After the node has been built, refer to the embedded documentation to learn more about the capabilities and configuration parameters that it exposes:
./target/release/node-template --help
In Substrate, the terms "runtime" and "state transition function" are analogous - they refer to the core logic of the blockchain that is responsible for validating blocks and executing the state changes they define. The Substrate project in this repository uses FRAME to construct a blockchain runtime. FRAME allows runtime developers to declare domain-specific logic in modules called "pallets". At the heart of FRAME is a helpful macro language that makes it easy to create pallets and flexibly compose them to create blockchains that can address a variety of needs.

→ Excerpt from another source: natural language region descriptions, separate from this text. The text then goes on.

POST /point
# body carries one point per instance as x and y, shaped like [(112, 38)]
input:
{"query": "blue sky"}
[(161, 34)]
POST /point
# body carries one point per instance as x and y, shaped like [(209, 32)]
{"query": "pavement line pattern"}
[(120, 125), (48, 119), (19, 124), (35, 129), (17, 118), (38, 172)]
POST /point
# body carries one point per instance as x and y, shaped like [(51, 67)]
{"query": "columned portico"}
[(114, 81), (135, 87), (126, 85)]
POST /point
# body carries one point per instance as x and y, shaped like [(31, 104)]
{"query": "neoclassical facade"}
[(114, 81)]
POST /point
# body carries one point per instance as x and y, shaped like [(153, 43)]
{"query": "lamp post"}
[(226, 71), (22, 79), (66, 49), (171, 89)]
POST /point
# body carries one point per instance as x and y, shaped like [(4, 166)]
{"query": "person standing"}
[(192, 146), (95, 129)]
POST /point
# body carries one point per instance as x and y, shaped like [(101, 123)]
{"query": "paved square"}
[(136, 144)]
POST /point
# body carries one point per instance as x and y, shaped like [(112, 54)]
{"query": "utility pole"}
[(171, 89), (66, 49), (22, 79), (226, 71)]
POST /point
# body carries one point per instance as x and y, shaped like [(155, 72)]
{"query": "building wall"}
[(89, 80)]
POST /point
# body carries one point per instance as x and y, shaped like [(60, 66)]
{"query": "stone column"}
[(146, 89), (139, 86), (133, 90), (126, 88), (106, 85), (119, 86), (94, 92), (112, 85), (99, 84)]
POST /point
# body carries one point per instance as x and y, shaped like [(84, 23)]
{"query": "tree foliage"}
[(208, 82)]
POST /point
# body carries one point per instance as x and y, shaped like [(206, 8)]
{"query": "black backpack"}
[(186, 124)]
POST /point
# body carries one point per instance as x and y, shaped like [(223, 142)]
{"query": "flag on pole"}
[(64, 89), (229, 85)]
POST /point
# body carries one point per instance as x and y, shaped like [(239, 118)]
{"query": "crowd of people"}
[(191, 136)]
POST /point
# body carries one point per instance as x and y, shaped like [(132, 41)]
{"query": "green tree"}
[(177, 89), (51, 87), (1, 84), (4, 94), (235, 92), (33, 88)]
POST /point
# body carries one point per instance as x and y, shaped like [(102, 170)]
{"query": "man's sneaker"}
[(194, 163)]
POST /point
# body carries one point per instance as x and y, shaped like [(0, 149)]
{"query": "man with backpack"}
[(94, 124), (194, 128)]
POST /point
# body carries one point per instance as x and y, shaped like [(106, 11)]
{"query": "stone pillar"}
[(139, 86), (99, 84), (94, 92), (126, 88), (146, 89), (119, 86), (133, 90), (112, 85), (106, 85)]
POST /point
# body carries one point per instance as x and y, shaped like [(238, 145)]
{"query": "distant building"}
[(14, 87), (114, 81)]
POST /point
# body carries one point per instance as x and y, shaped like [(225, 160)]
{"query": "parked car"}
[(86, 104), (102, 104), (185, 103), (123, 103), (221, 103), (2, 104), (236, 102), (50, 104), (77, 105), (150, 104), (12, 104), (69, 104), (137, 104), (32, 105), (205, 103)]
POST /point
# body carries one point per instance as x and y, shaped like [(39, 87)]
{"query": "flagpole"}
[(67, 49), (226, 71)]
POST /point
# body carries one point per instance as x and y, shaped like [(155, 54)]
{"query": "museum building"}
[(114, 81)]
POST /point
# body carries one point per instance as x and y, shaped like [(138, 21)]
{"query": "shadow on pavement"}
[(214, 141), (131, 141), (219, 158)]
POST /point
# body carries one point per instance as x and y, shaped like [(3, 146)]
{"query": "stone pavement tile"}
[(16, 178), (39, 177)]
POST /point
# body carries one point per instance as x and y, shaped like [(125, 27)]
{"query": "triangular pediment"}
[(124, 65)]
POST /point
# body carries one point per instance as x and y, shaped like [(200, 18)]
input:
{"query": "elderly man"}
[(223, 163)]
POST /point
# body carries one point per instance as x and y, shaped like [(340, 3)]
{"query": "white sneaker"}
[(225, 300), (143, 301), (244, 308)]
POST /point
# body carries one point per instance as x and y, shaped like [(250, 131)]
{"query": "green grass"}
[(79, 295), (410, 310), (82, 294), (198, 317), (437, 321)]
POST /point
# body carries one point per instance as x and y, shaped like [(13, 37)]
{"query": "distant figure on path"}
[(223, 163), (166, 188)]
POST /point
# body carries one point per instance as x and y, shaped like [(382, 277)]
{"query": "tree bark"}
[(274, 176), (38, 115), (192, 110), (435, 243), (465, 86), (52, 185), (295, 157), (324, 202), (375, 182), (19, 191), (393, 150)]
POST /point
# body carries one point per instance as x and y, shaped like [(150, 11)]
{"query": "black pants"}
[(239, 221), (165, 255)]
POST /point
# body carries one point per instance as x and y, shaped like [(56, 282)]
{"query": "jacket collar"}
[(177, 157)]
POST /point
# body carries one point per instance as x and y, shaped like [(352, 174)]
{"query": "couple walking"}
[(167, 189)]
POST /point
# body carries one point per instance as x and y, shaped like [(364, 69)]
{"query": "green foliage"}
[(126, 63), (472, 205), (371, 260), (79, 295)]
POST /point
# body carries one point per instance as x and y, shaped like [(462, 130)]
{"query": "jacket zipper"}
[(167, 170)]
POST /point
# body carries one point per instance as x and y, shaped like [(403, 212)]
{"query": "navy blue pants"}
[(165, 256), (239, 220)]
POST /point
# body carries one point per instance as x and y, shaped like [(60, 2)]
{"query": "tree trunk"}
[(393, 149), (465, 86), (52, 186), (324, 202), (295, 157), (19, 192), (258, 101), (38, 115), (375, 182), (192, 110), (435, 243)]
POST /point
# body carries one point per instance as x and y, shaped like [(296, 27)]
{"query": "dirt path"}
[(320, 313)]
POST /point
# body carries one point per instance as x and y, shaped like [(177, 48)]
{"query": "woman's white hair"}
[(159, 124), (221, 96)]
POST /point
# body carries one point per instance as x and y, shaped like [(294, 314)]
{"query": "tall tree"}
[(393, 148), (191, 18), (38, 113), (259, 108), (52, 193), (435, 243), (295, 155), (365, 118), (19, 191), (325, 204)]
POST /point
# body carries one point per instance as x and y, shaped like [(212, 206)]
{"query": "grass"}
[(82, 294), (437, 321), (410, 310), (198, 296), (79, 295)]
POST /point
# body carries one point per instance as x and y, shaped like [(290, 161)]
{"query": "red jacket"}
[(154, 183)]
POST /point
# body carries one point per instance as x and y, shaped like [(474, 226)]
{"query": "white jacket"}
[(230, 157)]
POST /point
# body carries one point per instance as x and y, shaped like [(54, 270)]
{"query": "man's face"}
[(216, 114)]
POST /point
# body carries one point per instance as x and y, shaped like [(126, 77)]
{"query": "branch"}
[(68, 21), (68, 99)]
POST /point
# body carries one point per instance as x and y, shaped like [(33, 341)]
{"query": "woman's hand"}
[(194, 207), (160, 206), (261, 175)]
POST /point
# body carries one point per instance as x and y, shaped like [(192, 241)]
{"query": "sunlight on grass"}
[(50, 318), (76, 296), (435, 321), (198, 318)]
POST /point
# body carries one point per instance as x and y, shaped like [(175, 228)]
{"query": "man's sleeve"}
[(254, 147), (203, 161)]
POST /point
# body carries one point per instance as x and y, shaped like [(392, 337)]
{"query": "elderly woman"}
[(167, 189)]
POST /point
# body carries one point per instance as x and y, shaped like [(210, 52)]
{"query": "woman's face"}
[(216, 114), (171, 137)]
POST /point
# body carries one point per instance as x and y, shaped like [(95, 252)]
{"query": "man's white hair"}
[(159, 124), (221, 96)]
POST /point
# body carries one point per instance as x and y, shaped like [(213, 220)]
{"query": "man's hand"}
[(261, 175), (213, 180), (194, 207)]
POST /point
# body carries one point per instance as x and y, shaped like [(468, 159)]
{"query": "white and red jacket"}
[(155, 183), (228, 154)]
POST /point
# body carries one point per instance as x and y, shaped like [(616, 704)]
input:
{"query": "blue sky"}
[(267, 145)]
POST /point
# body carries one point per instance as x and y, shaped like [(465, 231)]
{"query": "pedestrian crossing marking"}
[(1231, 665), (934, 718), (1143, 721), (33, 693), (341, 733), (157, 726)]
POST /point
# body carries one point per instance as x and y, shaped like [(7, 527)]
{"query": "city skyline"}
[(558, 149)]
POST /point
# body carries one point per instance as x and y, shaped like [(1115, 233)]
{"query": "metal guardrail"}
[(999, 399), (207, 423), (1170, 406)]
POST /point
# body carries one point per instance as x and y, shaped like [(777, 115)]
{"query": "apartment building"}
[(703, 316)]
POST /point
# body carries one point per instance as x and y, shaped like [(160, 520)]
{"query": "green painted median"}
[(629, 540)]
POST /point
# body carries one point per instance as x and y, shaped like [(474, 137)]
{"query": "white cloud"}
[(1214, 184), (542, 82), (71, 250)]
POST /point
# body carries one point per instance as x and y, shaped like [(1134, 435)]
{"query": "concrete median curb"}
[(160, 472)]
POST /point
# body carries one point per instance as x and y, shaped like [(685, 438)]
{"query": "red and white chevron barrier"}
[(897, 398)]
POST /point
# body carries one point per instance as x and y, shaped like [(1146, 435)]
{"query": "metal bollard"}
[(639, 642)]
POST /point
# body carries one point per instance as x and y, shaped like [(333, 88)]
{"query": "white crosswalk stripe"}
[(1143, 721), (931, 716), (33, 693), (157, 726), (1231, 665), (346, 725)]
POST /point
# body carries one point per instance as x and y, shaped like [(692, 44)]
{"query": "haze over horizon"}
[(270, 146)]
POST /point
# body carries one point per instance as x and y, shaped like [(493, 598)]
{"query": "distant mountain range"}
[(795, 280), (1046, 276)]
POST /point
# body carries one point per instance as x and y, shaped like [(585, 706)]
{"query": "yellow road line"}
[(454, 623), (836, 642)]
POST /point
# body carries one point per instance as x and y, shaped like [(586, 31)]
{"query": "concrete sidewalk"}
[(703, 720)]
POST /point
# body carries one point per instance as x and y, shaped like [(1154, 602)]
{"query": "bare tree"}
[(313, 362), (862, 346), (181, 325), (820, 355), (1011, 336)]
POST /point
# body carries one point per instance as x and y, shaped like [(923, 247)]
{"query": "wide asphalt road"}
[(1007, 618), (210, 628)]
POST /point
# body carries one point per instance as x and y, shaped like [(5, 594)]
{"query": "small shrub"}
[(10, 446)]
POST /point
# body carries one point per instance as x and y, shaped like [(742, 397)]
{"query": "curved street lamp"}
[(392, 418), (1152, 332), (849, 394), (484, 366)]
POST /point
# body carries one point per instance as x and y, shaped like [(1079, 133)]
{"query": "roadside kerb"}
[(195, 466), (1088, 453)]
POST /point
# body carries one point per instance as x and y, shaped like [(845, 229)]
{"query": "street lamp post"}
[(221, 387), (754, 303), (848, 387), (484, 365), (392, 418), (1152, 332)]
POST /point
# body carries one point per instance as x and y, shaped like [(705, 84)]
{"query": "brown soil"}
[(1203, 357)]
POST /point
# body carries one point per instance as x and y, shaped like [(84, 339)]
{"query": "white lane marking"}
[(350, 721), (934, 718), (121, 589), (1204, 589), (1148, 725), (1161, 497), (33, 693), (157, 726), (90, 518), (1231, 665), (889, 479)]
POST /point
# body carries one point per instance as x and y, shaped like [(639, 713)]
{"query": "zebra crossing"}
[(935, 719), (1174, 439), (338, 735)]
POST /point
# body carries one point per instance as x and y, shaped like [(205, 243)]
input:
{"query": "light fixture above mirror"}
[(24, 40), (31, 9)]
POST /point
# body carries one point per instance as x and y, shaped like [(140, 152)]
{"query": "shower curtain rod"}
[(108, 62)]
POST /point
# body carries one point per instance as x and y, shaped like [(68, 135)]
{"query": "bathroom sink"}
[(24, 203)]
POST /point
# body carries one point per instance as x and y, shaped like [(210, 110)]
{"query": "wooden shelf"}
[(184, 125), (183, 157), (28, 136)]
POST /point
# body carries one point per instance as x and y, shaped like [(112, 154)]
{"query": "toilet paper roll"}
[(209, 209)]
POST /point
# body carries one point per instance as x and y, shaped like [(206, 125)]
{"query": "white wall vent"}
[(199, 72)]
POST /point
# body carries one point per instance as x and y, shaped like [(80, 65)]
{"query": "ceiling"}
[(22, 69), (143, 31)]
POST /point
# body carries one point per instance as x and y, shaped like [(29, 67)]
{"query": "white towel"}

Review the FRAME runtime implementation included in this template and note the following:
- This file configures several pallets to include in the runtime. Each pallet configuration is
defined by a code block that begins with
impl $PALLET_NAME::Config for Runtime
. - The pallets are composed into a single runtime by way of the
construct_runtime!
macro, which is part of the core FRAME Support system library.
The runtime in this project is constructed using many FRAME pallets that ship with the
core Substrate repository and a
template pallet that is defined in the pallets
directory.
A FRAME pallet is compromised of a number of blockchain primitives:
- Storage: FRAME defines a rich set of powerful storage abstractions that makes it easy to use Substrate's efficient key-value database to manage the evolving state of a blockchain.
- Dispatchables: FRAME pallets define special types of functions that can be invoked (dispatched) from outside of the runtime in order to update its state.
- Events: Substrate uses events and errors to notify users of important changes in the runtime.
- Errors: When a dispatchable fails, it returns an error.
- Config: The
Config
configuration interface is used to define the types and parameters upon which a FRAME pallet depends.
First, install Docker and Docker Compose.
Then run the following command to start a single node development chain.
./scripts/docker_run.sh
This command will firstly compile your code, and then start a local development network. You can
also replace the default command
(cargo build --release && ./target/release/node-template --dev --ws-external
)
by appending your own. A few useful ones are as follow.
# Run Substrate node without re-compiling
./scripts/docker_run.sh ./target/release/node-template --dev --ws-external
# Purge the local dev chain
./scripts/docker_run.sh ./target/release/node-template purge-chain --dev
# Check whether the code is compilable
./scripts/docker_run.sh cargo check